Many of you have heard about the magic of Middle Caicos and some have even experienced the wonders of this magnificent place.   Its breathtaking views, nature trails, caves, Loyalist ruins and Arawak ancestors have lured the more adventurous to these lustrous shores.  But few have thought of Middle as a cornucopia of culinary delights.  Well, that may be a stretch if your taste buds froth for international fare, but if your belly’s set for good home cooking, then this is the place to pull up a chair.

Unlike Provo, Middle Caicos is blessed with a bit of rain here and again and soils that sustain a crop or two.  Or maybe it’s the ages old ingenuity and intuition of the local folk that inspire the plants to produce.  Either way, you’d be duly impressed to see how their gardens grow.  From medicinal herbs to majestic fruit trees, Middle’s form of agriculture is a cultural feast to behold.  And what a feast it is!  Cassava, okra and   guava, tamarinds, sapidillas and sugar apples, to name just a few.  But the cornerstone of their crops is corn.

Home is where the heart is when it comes to Caicos corn.  Home grown and home ground that is, as they use the pearly hearts to make their fabulous grits.  Once harvested, the corn is dried and the kernals stripped from the cob.  These are then ground with hand grinders, once for coarse, twice for a fine grind.  Next, the laborious process of “fanning” the grits to release the chaff.  Fanning involves the use of a specially made shallow rim basket, locally known as a fanner basket.   In this vessel, the grits are tossed and turned with the lighter chaff blowing away in the breeze. 

Its hard to believe that these gastronomically gratifying grits are considered  a mere a staple for the folks on Middle Caicos.  But everyone on island has his or her own special blend.  Miss Joycelyn Hall has a basic recipe that she follows, but often adds a variety of other ingredients.  Daniel Forbes’ Conch and Grits brings the scent of the ocean to this simple dish.  Once a well kept secret, these grits have now got Provo’s own galloping gourmets racing for their recipes.   First off the mark was Barefoot Café’s Middle Caicos Grit Terrine with Caicos Conch Sauté created by Chef Rich Benussi.  Clive Whent of the Aqua Restaurant has entered another thoroughbred for the recipe bookies, Blackened Lobster on Middle Caicos Goat Cheese Grits. 
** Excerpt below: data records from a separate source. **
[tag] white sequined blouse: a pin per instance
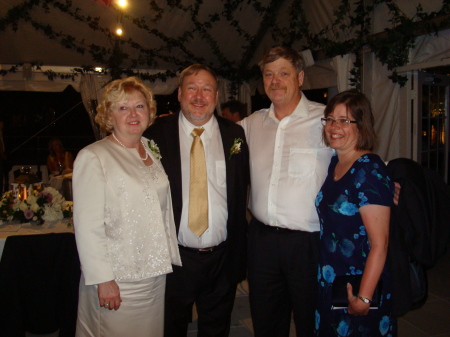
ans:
(123, 217)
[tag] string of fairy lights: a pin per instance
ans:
(119, 29)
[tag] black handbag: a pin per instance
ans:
(339, 291)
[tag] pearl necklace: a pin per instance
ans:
(118, 141)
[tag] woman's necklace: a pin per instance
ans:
(118, 141)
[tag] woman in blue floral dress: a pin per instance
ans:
(354, 209)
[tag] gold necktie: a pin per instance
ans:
(198, 189)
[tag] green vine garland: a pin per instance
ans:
(348, 33)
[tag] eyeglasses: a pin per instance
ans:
(340, 122)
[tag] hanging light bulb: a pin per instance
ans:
(122, 3)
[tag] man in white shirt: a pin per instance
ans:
(288, 164)
(214, 260)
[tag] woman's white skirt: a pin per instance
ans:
(141, 312)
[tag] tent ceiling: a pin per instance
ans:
(232, 37)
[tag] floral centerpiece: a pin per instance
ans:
(43, 204)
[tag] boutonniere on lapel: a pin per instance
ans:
(155, 149)
(236, 148)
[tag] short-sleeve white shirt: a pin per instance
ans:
(288, 165)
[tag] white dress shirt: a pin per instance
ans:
(217, 184)
(288, 165)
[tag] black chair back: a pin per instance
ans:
(39, 279)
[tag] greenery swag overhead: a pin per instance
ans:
(350, 32)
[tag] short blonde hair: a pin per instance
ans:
(117, 91)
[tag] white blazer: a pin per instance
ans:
(121, 232)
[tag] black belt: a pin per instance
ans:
(203, 250)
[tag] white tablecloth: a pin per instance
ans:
(56, 181)
(27, 229)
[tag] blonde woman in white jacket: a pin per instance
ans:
(123, 220)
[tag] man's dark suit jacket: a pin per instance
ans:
(165, 134)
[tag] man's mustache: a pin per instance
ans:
(277, 87)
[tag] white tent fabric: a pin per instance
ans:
(389, 105)
(342, 66)
(384, 97)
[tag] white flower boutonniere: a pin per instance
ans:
(155, 149)
(236, 148)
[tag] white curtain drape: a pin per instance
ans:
(342, 66)
(91, 90)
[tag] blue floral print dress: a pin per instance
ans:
(344, 245)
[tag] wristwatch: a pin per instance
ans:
(365, 300)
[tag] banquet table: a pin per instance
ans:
(10, 229)
(56, 181)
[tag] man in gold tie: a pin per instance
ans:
(206, 159)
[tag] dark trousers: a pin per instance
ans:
(201, 279)
(282, 277)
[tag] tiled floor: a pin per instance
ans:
(433, 319)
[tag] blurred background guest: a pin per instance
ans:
(354, 210)
(234, 110)
(59, 160)
(123, 219)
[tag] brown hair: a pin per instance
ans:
(194, 70)
(358, 106)
(287, 53)
(117, 91)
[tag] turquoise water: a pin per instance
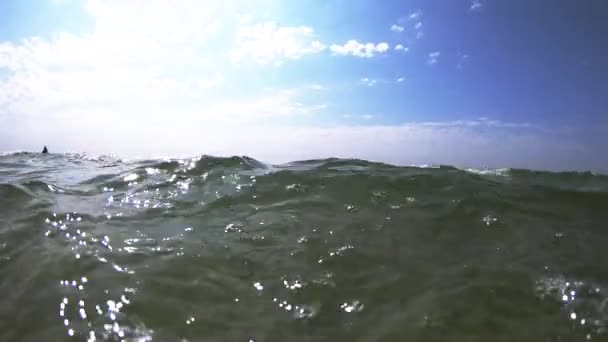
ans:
(232, 249)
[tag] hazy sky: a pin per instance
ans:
(518, 83)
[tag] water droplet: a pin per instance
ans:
(258, 286)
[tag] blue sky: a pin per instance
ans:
(470, 83)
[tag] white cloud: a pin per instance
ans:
(475, 5)
(397, 28)
(433, 58)
(144, 63)
(354, 48)
(318, 87)
(368, 82)
(415, 15)
(268, 42)
(400, 47)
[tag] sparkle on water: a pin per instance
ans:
(232, 249)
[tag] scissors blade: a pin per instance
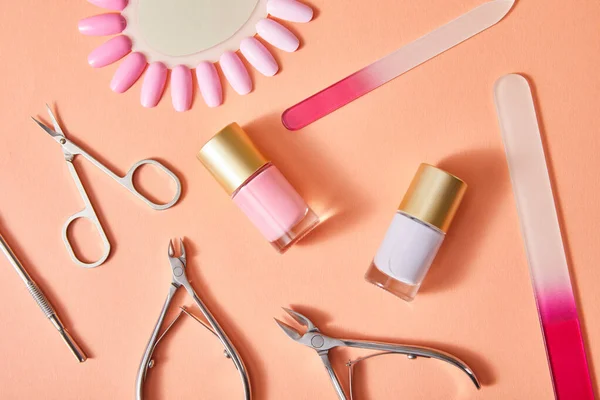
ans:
(48, 130)
(57, 127)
 At last, the good hearted people of Middle have kindly agreed to share their tasteful treasure with the world at large.   Decked in muslin finery and topped with a twist of twine, the grits are for grabs on selected tourist shop shelves.  And to complete the ensemble, pick up a beautifully woven basket or two.  Other hand made items from Middle include mosquito twitches and whisk brooms made from local palms, and an assortment of stuffed animals and dolls.   But supplies are limited, mainly to protect the resource.  The people of Middle are committed to living within their means, which includes not overtaxing the environment that surrounds and supports them. 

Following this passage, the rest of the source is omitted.